As powerful Hurricane Rita barrels toward the Texas and Louisiana coasts, about 25 employees of Houston-based Web hosting vendor EV1Servers.net are hunkered down inside the company's offices and two data centers, ready to ride out the storm and maintain services for their customers.
Since early this week, the company has been making storm preparations, from bringing in a redundant backup emergency generator to sending nonessential workers to join the evacuations ordered by the city.
This time, many tech businesses are better prepared than in 2001, when Tropical Storm Allison inundated Houston with torrential rain in early June 2001, flooding much of the downtown.

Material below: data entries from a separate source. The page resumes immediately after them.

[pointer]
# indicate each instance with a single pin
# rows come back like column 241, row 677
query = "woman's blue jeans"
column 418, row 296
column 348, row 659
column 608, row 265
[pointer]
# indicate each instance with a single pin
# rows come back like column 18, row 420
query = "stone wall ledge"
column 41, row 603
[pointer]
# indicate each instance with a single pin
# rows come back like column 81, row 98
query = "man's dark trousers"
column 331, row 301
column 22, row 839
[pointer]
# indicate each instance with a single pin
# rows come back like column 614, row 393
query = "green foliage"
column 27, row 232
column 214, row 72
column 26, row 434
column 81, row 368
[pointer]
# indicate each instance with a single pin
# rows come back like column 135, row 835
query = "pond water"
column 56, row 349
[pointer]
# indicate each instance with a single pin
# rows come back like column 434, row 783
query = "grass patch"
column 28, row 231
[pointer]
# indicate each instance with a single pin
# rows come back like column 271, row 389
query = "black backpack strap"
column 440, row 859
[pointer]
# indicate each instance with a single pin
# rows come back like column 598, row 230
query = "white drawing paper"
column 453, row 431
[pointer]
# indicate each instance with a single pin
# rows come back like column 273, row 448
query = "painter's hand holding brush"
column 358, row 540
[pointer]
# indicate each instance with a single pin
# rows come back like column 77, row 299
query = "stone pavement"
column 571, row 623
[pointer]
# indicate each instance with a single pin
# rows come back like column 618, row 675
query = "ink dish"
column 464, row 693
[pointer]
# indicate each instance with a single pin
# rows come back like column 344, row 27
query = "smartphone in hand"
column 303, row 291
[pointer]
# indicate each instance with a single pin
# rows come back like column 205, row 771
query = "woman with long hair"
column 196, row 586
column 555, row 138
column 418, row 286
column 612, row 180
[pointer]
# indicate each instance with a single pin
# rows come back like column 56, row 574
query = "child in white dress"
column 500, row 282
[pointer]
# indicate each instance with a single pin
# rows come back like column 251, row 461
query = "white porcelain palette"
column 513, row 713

Robert Marsh, CEO of EV1Servers.net, said lessons learned from Allison four years ago included relocating essential electronic equipment to higher floors from basements, where critical communications and IT equipment was swamped during Allison. "There was certainly a lot of that going around" at the time, he said.
EV1 is a managed Web hosting company that owns and manages some 25,000 hosted servers for business customers. A separate division provides Internet access for about 300,000 customers.
To get ready for Rita, EV1 sent seven Web technicians to a hotel in Wichita. The technicians, who handle customer trouble tickets, will be in an emergency call center established to help customers after the storm passes. The workers were sent to Kansas in a chartered jet early Thursday.
In Houston, EV1's 25,000 servers are located in two data centers housed in concrete buildings designed to sustain Category 4 storms, he said. "We have absolute confidence in our facilities," Marsh said. "But it becomes a little dicey when you look at the transport backbone to the Internet," which could be disrupted by downed lines and other storm-related problems.
For that reason, EV1 has redundant services with seven bandwidth providers using 28 separate 1-Gigabit links. "We have the ability with at least one of those carriers to provision new service" if needed within hours, not days, he said. "If we lose one provider, if we lose two providers, we're probably still in good shape. If we lose four carriers, then we'd have a problem."
The company hosts more than 1 million Web sites on its servers.
Inside its data centers, the company has many spare parts on hand, including IT equipment and parts for the building's air conditioning, electrical and other systems, he said. Also standing by in case they are needed are an air-conditioning specialist and an electrical specialist. In addition to emergency generators, the buildings have 10,000-gallon supplies of fuel, and standing deliveries of additional fuel from nearby fuel depots if needed.
Flooding is not a concern, Marsh said, because even the 36 inches of rain dumped by Allison never caused water to threaten the buildings.
As for the EV1 personnel riding out the storm, cots, blankets and other essentials have been gathered for them, and for some of their family members who were not able to evacuate. Employees were allowed to park their personal vehicles in the company's warehouse to protect them from damage.
Marsh, who will ride out the storm with his employees, said he has already received offers of poststorm help from competing Web hosting companies in Dallas and New Orleans.